Johnson was the first Black student to compete in his high school science fair in 1968, and his compressed-air-powered robot, the “Linex,” took first prize. Johnson went on to attend Tuskegee University, receiving degrees in both mechanical and nuclear engineering. After graduating, he got a position at Oak Ridge National Laboratory with the U.S. Air Force, where he helped develop the stealth bomber program. Four years later, he was hired at NASA’s Jet Propulsion Laboratory as a systems engineer for the Galileo mission to Jupiter, the Mars Observer spacecraft, and the Cassini mission to Saturn.

It was while working at home on a heat pump (a device for heating and cooling that mechanically transfers heat to another source) that used water instead of Freon that Johnson came up with the idea for his most famous invention.
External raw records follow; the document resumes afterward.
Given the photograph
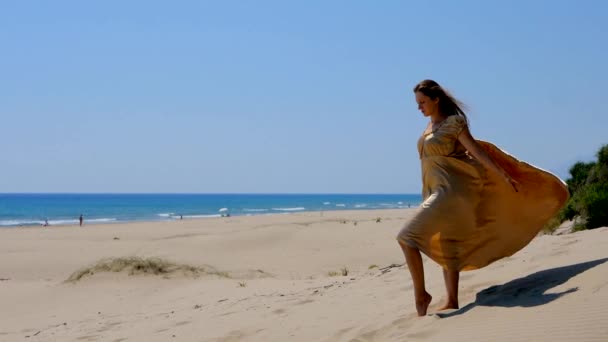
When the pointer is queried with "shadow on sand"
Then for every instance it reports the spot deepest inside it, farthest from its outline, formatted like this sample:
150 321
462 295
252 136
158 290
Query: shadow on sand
527 291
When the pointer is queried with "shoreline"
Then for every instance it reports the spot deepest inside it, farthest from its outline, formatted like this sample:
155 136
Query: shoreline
210 217
309 276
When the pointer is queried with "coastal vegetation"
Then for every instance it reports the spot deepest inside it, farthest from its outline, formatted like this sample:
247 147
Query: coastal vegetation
588 187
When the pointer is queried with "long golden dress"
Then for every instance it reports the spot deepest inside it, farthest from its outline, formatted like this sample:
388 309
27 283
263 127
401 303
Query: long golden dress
470 216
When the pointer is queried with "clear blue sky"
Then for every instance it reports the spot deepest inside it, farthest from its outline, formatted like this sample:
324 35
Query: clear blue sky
286 96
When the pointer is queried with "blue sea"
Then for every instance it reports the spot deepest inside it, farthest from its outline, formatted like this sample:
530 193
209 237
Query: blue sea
64 209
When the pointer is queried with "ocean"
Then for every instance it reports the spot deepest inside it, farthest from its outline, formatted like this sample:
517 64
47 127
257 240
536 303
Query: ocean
64 209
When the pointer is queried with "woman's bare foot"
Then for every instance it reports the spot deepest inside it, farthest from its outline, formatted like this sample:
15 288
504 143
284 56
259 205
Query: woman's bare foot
449 305
422 303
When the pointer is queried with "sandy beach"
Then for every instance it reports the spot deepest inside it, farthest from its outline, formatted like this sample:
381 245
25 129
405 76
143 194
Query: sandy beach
315 276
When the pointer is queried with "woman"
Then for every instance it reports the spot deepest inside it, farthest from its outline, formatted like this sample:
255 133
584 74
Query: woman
480 204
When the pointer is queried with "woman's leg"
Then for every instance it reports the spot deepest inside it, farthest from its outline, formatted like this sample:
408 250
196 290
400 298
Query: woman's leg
451 285
414 263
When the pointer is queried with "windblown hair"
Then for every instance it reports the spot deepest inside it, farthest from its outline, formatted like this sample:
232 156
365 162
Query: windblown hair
448 104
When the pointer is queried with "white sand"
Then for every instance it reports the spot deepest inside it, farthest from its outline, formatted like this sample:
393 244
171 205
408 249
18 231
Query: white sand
556 289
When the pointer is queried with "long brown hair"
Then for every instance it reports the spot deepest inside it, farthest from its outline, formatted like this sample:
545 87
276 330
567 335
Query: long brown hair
448 104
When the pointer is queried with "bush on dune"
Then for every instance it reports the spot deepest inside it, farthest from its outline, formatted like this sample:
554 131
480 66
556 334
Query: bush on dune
588 186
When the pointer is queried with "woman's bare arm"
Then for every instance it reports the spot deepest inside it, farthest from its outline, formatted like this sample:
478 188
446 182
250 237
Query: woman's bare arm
478 153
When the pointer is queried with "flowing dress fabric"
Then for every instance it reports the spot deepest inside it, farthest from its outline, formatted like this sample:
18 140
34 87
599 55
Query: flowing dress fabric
470 216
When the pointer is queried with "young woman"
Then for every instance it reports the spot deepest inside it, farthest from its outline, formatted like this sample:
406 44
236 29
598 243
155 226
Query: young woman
480 204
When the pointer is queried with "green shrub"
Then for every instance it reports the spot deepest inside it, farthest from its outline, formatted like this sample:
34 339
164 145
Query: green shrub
588 186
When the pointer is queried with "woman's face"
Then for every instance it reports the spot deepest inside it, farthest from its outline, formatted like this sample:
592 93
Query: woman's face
427 106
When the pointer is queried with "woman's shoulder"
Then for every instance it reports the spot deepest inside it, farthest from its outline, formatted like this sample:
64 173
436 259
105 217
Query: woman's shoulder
456 120
454 124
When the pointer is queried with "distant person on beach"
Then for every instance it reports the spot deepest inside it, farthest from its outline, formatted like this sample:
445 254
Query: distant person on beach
479 203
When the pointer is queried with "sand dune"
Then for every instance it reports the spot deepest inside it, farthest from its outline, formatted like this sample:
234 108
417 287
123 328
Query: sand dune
331 276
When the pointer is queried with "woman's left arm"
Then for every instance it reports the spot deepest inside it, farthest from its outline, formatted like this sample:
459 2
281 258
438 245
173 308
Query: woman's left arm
476 151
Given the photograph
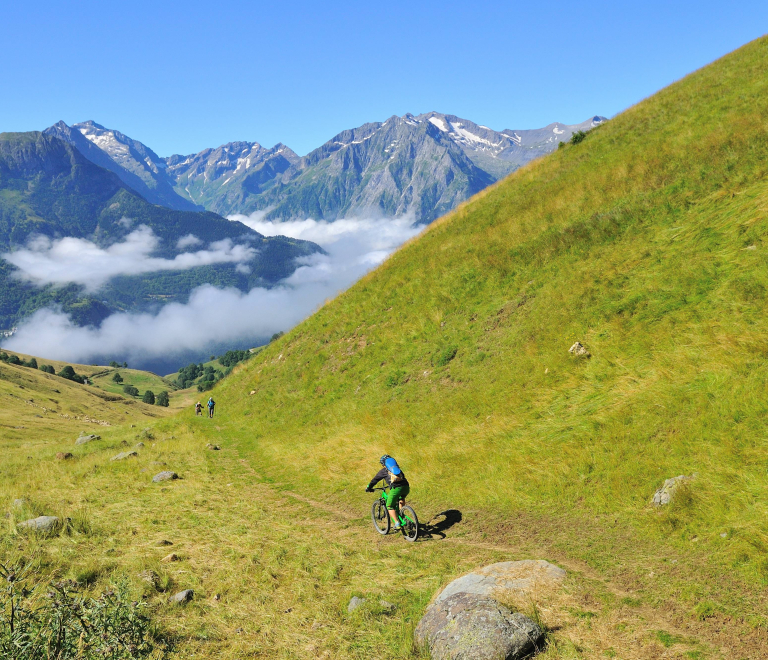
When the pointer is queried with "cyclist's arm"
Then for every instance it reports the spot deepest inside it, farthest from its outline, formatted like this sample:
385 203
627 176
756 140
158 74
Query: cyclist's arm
379 476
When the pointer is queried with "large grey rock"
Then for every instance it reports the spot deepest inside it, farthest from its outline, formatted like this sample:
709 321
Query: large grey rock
166 475
665 494
43 524
473 627
182 597
124 454
505 579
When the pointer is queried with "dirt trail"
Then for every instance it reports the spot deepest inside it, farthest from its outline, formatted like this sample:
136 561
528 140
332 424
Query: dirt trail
638 622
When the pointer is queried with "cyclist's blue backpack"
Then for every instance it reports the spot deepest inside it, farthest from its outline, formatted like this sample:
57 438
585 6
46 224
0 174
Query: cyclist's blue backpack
394 469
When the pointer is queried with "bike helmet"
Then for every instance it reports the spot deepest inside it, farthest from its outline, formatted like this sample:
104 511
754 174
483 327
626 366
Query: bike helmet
391 465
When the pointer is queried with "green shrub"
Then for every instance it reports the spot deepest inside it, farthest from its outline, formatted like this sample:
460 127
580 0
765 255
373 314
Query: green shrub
578 136
67 625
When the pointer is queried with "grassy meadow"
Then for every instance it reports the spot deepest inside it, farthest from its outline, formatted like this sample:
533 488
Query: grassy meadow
647 242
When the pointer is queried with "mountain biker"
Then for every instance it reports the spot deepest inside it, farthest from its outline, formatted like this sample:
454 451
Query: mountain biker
399 488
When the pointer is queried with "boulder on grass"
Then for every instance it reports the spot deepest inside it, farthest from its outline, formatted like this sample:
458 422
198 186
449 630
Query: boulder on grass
665 494
473 627
165 475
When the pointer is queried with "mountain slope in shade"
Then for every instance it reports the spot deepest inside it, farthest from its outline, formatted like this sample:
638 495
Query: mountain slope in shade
135 164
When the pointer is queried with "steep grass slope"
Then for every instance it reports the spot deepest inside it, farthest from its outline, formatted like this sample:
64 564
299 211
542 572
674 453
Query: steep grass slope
647 242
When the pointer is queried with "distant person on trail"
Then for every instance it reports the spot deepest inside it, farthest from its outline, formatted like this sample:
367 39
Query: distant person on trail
399 488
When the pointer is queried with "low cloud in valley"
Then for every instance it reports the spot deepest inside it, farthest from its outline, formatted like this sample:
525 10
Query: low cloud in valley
211 317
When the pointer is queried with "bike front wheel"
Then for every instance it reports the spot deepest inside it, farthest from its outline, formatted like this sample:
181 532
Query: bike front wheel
410 523
380 517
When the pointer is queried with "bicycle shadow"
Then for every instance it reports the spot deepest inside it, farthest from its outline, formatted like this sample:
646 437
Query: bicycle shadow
435 528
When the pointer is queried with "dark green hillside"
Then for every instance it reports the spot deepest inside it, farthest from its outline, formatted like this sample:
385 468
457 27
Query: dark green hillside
47 187
647 242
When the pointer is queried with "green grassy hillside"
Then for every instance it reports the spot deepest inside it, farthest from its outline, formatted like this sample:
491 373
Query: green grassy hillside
646 242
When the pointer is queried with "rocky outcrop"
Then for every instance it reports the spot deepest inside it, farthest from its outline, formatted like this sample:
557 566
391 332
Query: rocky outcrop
469 620
472 627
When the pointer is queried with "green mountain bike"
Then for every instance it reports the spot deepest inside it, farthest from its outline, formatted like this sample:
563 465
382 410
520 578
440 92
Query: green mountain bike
409 523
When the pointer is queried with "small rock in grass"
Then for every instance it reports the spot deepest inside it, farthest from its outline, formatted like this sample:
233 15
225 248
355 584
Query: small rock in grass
182 597
41 524
124 454
150 576
579 350
665 494
85 439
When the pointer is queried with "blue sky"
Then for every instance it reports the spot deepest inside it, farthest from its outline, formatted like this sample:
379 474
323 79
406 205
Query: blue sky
182 76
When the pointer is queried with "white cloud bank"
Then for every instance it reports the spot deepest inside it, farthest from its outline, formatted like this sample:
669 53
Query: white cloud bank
215 316
65 260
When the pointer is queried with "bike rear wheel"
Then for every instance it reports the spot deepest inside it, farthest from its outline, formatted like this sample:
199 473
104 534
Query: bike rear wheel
380 517
410 523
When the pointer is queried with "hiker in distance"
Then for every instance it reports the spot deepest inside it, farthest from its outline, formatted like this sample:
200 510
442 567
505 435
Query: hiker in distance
398 485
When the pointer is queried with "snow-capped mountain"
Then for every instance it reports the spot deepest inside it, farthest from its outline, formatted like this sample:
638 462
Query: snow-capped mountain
136 164
223 178
423 165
It was 1982, and there was concern about how increased use of Freon would impact the environment. He was trying out nozzles in his bathroom sink when one of them shot a powerful stream across the room. Johnson made a prototype of Plexiglas® with room for an air pressure chamber and water reservoir inside. To fire the blaster, you pumped air into the pressure chamber with an external piston, then pushed a release valve, allowing some of the compressed air to escape, which expelled the water down the barrel. His six-year-old daughter and her friends loved it. Johnson continued to refine his design for the water blaster for years. He has often said that it was pure perseverance that ultimately led to him inventing the famous toy.

Johnson formed his own firm and licensed his most famous invention, the Power Drencher, to Larami Corporation in 1989. The name was later changed to Super Soaker®. By 1991 the Super Soaker® generated over $200 million in retail sales, becoming the best-selling toy in America. Larami Corporation was eventually purchased by Hasbro Corporation in 1995. Johnson continued to develop new toys at Hasbro and even learned how to adapt the Super Soaker® to shoot Nerf projectiles instead of water. When last reported, Lonnie Johnson held over 100 patents, with over 20 more pending. “For me, it’s almost magical being able to come up with ideas and then have them materialize,” says Johnson.

So what is Johnson up to now? He is currently the founder and president of Johnson Research and Development Company and is working with NASA on a heat-to-electric energy converter, as well as developing a lithium-air battery, which, if successful, could have the capacity to hold ten times the energy of a lithium-ion battery, Johnson believes. In 2022 he was inducted into the National Inventors Hall of Fame®.